My Misguided Quest For Normalcy
It's fitting that I'm writing this article after the day we had today. Today, my son was cleared to eat food! He hasn't been allowed to eat food since he was 4 weeks old, and he is almost 13 months old, now. When he was born, we discovered that he aspirated everything he tried to swallow, and so he underwent surgery to have a feeding button placed in his stomach. Since then, we have hooked a tube to his button, and a machine pumped his formula into his stomach.
But, now, he is OK to eat pureed food! I cried as I watched him swallow on the x-ray. I watched him use all of his face muscles to move the food to the back of his throat and swallow it while protecting his airways. It was beautiful; simply stunning. I'm so proud of all the progress he has made.
When the doctors told us he would need a feeding tube last June, I was hysterical. I was angry, and annoyed, and beyond depressed. I just wanted my son to be normal, you know? Normal. I wanted him to be accepted. His little hand was already going to separate him from his peers, and I was afraid if he had to keep the tube long term, it would just be another obstacle to “normal.” I was afraid to see him in pain, and I was afraid of his future.
But I was new to the special needs world. I thought these things were game changers. I thought they would make him different.
They do. They do make him different. And special. And amazing. And strong. But, they aren't HIM. My little man is not his feeding tube. He's not his little hand. He's not his repaired heart or his cystic kidney. He is just Jackson! But, he's not normal … because no one is normal. There actually isn't a normal.
There's no perfect human being that we hold ourselves up to and say, “Dang. So close.” Everyone is different, and everyone is insecure about something.
I was looking for his normal, in the beginning. I was planning the ways he could be active in sports, and I was researching which schools had the smallest class sizes so that the teachers would be able to pay more attention to him, and I was breaking my back to figure out how to help him learn to swallow so we could get rid of the button. It was mentally and emotionally exhausting.

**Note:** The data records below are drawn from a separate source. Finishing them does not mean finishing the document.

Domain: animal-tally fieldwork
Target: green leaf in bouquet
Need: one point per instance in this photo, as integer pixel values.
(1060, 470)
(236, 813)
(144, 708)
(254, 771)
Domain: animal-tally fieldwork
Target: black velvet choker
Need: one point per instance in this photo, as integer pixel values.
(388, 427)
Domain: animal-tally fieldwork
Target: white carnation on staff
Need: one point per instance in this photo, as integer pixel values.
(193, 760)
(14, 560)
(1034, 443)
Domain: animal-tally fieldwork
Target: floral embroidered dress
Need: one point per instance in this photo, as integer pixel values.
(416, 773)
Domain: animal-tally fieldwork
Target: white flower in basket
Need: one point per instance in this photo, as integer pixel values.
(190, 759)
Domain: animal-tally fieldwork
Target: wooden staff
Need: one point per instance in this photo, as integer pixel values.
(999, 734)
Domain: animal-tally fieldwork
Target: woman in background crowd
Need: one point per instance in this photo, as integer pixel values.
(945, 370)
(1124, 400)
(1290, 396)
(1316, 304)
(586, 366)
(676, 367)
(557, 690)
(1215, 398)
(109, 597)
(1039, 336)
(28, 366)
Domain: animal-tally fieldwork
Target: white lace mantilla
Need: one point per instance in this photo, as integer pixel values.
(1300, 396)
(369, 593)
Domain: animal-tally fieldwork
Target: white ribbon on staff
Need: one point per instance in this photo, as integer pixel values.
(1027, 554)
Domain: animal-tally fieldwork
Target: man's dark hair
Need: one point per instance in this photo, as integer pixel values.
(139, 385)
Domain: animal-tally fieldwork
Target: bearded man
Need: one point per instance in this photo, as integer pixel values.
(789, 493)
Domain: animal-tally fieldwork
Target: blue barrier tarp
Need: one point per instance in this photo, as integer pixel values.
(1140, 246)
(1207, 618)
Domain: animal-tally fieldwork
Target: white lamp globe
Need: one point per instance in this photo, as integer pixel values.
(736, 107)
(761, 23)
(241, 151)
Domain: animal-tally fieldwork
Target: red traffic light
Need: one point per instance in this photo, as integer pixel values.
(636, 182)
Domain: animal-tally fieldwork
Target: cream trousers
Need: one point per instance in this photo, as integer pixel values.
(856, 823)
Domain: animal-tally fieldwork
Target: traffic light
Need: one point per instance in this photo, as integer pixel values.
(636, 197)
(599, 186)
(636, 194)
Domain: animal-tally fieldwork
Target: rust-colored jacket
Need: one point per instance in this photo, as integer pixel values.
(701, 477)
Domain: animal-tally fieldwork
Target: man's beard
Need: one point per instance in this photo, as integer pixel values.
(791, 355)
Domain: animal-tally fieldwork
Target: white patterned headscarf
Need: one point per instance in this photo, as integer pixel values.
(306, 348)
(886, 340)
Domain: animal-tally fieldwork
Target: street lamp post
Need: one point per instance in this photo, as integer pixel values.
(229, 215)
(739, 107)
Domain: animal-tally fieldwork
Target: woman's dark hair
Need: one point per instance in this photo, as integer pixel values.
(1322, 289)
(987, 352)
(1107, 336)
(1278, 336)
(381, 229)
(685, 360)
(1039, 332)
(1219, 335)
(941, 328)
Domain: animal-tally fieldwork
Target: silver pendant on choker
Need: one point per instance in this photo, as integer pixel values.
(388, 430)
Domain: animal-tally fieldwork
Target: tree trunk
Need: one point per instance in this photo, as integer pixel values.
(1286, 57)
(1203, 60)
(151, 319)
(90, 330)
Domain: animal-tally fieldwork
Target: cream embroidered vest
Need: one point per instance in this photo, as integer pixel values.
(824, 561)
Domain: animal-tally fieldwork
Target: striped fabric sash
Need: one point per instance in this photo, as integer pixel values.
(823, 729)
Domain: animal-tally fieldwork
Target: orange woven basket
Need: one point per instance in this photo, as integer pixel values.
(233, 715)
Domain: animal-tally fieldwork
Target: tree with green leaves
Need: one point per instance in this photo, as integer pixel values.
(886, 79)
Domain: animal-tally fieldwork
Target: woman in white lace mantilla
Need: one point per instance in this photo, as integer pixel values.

However, I still do all of those things, but that's because I want him to be the best version of himself he can be. I want him to be comfortable and confident with his hand and to know he can do whatever he wants, as long as he gives it everything he has. I want him to know that no matter if he is tube fed for the rest of his life, it doesn't matter. His body is getting the nutrition it needs to live, and that is what's important.
He isn't normal. He's my special, brave, and funny little boy, who is fascinated by fans and Mickey Mouse, and who grins his big, cheesy smile when his dad or I get him out of his crib in the morning. He is amazing, and absolutely not normal. I would never, ever trade him for someone's version of normal.